Harlequins forward Nick Easter says breaking the club's appearance record will only be memorable if they make the Premiership final.
The 35-year-old number eight will surpass the 232 games played by Ceri Jones when Quins face Saracens in their semi-final tie on Saturday.
"It's a very proud moment to win that many caps for such a prestigious club," he told BBC Radio 5 live.
"It will only be special if we win the game, to be perfectly honest with you."
The former England international added: "The only thing people remember when you retire - and if people don't remember you and people ask about you - is 'was he any good?' and 'what did he win?'.
"But in terms of the legacy you want to continue. We just want to win the game and it would be phenomenal if we did."
Easter joined Harlequins from Wigan-based side Orrell in 2004 and made his England debut against Italy three years later.
Having broken into top-flight rugby at the relatively late age of 26, the Epsom-born player is proud of his longevity.
"It's about opportunities, and you've got to take those opportunities," Easter said.
"I did both at club level when I joined Quins, and when I broke into the England set-up, managing to make the World Cup squad in 2007. That takes a certain mental strength I suppose.
"To be able to maintain it is something I probably draw more pride from, because there are guys coming through thick and fast.
"So to be able to maintain it for as long a period as I have done, when I look back I'll realise it was quite a good effort. But for now, it's all about one game."
Easter, who has won 47 international caps for England, was named as forward of the year at the Premiership awards on Thursday.
Having performed consistently without suffering serious injury since moving to London, the former Dulwich College pupil believes he has benefitted from not graduating through a rugby academy.
"From a physical point of view, definitely," he said.
"They push these guys through, they do their weights and everything and they look the party piece, but there is probably a bit more physical development to do.

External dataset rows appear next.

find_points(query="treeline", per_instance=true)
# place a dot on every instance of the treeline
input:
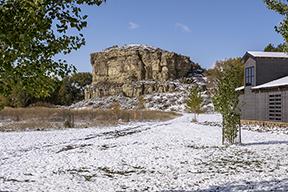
(66, 91)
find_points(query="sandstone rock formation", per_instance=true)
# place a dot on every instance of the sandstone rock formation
(135, 70)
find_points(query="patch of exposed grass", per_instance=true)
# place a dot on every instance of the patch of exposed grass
(41, 118)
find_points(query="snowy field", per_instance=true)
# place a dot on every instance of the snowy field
(172, 156)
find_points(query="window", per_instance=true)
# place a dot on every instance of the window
(249, 76)
(275, 107)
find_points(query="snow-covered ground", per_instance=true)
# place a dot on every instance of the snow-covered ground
(172, 156)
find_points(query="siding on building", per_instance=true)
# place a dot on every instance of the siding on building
(258, 104)
(255, 105)
(269, 69)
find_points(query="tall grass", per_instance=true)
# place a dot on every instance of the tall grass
(42, 117)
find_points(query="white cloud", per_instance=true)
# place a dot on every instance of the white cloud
(133, 25)
(183, 27)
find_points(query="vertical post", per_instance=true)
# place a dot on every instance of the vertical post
(240, 133)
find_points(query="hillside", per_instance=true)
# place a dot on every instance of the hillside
(162, 79)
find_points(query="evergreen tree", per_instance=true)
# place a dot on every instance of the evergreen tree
(194, 102)
(226, 99)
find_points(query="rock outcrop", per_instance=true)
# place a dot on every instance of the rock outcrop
(135, 70)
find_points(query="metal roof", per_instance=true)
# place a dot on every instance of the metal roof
(276, 83)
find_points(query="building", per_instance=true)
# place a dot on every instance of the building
(264, 96)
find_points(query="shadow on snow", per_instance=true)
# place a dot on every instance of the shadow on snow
(263, 186)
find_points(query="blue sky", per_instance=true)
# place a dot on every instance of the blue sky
(205, 30)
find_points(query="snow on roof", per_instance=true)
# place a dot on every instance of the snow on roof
(276, 83)
(239, 88)
(268, 54)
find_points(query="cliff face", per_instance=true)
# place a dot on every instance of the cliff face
(136, 70)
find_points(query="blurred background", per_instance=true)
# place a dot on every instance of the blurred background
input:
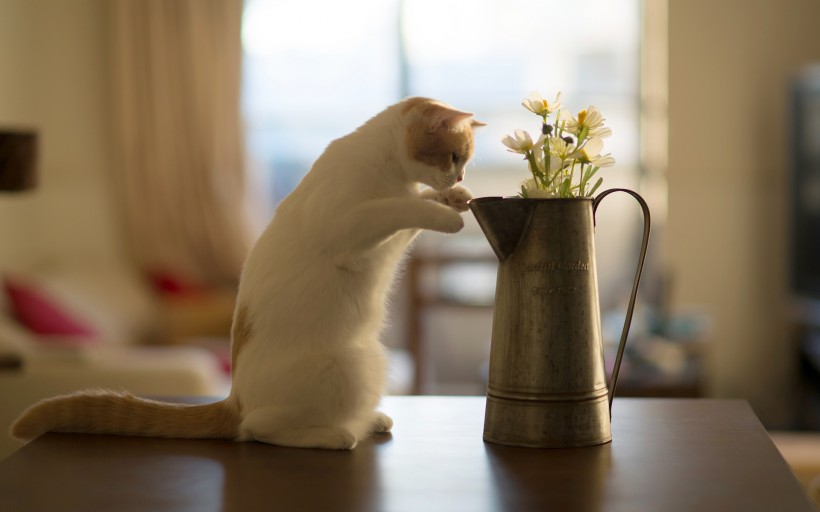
(162, 134)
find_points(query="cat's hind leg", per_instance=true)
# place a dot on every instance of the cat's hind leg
(267, 425)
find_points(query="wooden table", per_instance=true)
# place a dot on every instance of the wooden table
(666, 455)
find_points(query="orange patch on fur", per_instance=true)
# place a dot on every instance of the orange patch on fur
(433, 143)
(240, 333)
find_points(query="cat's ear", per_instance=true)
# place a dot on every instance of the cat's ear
(447, 118)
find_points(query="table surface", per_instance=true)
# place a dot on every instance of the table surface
(665, 455)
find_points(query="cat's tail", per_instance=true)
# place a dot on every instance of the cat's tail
(119, 413)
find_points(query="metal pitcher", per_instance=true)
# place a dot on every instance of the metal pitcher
(547, 383)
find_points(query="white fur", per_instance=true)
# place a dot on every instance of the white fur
(316, 283)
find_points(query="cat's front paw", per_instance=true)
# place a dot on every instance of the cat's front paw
(456, 198)
(450, 223)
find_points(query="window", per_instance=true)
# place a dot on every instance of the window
(316, 69)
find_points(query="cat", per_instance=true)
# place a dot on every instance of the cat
(308, 367)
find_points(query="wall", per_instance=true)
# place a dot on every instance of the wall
(730, 62)
(54, 78)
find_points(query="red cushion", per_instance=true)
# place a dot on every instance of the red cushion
(42, 315)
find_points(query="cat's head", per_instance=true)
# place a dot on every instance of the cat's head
(438, 142)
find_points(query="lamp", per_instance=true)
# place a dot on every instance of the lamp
(18, 160)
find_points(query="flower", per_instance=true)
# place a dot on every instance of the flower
(588, 123)
(567, 155)
(520, 142)
(590, 153)
(538, 105)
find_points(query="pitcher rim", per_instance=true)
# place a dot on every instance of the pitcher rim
(487, 199)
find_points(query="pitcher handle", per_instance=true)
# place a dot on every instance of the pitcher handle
(613, 381)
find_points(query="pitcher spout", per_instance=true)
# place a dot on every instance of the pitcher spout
(503, 221)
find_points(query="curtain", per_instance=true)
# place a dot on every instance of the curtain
(178, 129)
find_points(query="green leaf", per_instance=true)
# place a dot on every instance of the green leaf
(595, 187)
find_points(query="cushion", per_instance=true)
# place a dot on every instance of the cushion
(42, 315)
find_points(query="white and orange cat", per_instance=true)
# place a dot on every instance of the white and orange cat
(308, 367)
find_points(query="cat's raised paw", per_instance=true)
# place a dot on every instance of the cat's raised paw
(456, 198)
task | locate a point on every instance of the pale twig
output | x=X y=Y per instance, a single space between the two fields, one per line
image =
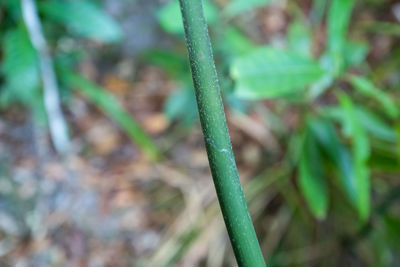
x=57 y=124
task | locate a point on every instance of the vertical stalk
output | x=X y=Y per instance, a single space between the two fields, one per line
x=219 y=149
x=56 y=120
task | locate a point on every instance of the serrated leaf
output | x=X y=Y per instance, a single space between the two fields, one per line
x=267 y=72
x=337 y=153
x=20 y=66
x=337 y=27
x=170 y=16
x=83 y=18
x=113 y=108
x=361 y=152
x=368 y=89
x=311 y=177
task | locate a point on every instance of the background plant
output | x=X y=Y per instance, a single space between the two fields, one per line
x=311 y=96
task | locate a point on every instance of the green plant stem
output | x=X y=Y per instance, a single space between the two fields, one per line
x=219 y=149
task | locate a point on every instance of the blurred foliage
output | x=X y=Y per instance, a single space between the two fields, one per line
x=323 y=87
x=21 y=65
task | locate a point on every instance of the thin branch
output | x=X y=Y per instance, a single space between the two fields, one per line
x=57 y=124
x=219 y=149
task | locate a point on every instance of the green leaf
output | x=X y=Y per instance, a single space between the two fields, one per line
x=236 y=7
x=267 y=72
x=366 y=87
x=384 y=28
x=83 y=18
x=20 y=67
x=337 y=27
x=375 y=125
x=233 y=42
x=112 y=107
x=311 y=177
x=361 y=153
x=170 y=16
x=299 y=38
x=337 y=153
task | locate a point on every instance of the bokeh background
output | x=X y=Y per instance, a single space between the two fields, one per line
x=102 y=161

"The game is getting harder and faster, and when you are thrust onto the stage at 20 or 21, especially in attritional positions, it will take its toll.
"So there is a benefit [in breaking through later], especially if you want to play into your 30s."
Harlequins have only won one of their last 10 meetings with Saracens but Quins go into the match having won their last five Premiership matches.
Easter says beating the Premiership table-toppers to reach the showpiece Twickenham final for the first time since 2012 will rank among the best achievements in his career.
"We haven't got a great record against Saracens - pretty poor actually," he said.
"Considering the setbacks we've had this season, to continue to keep grinding out wins shows great mental strength."